It always kind of gives me gas

For sure every month and at times more frequently I hear stories or read stories about senior living developers/operators who have upped their game by adding more amenities to their next grand development. It always kind of gives me gas.

Don’t get me wrong. I get why they are doing . . . why you are doing it. It is fun to be the owner operator the next cool amenity-rich community. It can be a way to improve your competitive advantage and it makes it possible to charge premium rates. It might even be the best way to impress the Boomer Children of your residents.  

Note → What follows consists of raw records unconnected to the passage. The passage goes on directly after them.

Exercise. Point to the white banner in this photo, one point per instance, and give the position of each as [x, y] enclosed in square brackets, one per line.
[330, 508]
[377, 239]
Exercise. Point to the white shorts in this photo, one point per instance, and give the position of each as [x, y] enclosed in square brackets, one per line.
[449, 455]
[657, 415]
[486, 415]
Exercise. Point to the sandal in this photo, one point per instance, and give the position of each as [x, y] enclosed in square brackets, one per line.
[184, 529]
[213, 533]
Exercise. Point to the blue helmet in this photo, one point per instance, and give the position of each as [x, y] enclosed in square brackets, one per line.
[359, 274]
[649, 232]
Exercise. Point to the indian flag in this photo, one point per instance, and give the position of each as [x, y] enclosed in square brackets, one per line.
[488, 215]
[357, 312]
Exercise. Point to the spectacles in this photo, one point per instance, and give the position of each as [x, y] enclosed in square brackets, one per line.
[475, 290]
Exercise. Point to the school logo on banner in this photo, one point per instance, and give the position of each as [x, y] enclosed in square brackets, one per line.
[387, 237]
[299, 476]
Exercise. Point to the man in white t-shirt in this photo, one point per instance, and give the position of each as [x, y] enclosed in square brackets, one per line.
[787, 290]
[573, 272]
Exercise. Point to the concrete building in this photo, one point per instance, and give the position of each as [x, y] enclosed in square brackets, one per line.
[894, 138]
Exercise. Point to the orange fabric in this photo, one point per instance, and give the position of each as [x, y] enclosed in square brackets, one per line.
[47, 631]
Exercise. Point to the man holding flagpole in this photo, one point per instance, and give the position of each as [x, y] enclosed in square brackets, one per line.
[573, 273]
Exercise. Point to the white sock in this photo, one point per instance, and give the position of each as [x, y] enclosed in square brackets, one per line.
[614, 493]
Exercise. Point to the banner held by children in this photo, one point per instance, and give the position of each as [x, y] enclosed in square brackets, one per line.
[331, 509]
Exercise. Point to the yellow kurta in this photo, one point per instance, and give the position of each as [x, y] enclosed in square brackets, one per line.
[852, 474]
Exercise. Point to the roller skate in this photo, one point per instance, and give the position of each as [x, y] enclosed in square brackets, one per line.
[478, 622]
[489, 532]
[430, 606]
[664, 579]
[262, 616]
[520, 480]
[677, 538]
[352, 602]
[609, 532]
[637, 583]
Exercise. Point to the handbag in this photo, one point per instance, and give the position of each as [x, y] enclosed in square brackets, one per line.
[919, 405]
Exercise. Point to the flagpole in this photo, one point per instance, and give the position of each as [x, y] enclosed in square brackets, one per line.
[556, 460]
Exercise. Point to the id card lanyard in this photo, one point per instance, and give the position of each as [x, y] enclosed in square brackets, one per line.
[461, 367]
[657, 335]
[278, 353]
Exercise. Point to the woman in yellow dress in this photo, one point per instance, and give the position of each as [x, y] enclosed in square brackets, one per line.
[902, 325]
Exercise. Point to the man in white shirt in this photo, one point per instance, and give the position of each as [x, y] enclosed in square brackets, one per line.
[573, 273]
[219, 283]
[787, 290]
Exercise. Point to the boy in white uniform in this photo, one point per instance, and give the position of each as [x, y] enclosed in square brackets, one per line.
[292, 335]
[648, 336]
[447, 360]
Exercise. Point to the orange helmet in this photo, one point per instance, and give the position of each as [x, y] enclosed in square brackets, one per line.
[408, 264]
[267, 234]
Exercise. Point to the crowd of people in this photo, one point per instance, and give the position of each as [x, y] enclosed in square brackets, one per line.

I would even acknowledge that there is nothing wrong with building an opulent senior living community that is targeting the top 5% of income earners and wealth holders.

The Wrong Approach

In most cases though this amenity creep is bad for elders and bad for the industry:

  • If we channeled the money spent on amenity creep to creating purposeful living programs for seniors, they would live longer, live healthier and live happier. This means moving from a cruise ship/luxury hotel motif to a think-tank, volunteerism, creative arts and learning motif. Sending the message we are helping elders live the next wonderful, productive, satisfying chapter in their life. Maybe even the very best chapter of their life.  The capstone chapter.
  • There is very little evidence that amenity-rich communities have higher word of mouth referral rates.
  • Having an amenity rich community might even lull your team into thinking they don’t need to try harder or even try as hard. I can say with certainty that as I toured buildings last year, I found no correlation between high-end buildings and high-quality tour experiences.
  • Because amenities cost money this growth in lavishness means higher service fees and in the short term, if you can fill those communities, it might make sense, but it is also freezing people out of the marketplace. Amenity creep leads to more amenity creep until one day units will just plain be too expensive.
  • Amenities do not a story make. What I mean by this is that when prospective residents begin to consider senior living they want, more than anything else, to know what it is like to actually live in a community, in your community. Pointing out fancy spas, pizza kitchens, grand great rooms tells them nothing about living in your community. In fact, it may be that in some cases your community will feel so grand that it will not represent who your perspective resident is at all.
  • It is a trap. You may have the best amenities in the marketplace when you open your doors, but it then becomes only a matter of time until the next developer in your marketplace out amenities you. Then what do you do? How do you sell? A great living experience never becomes obsolete.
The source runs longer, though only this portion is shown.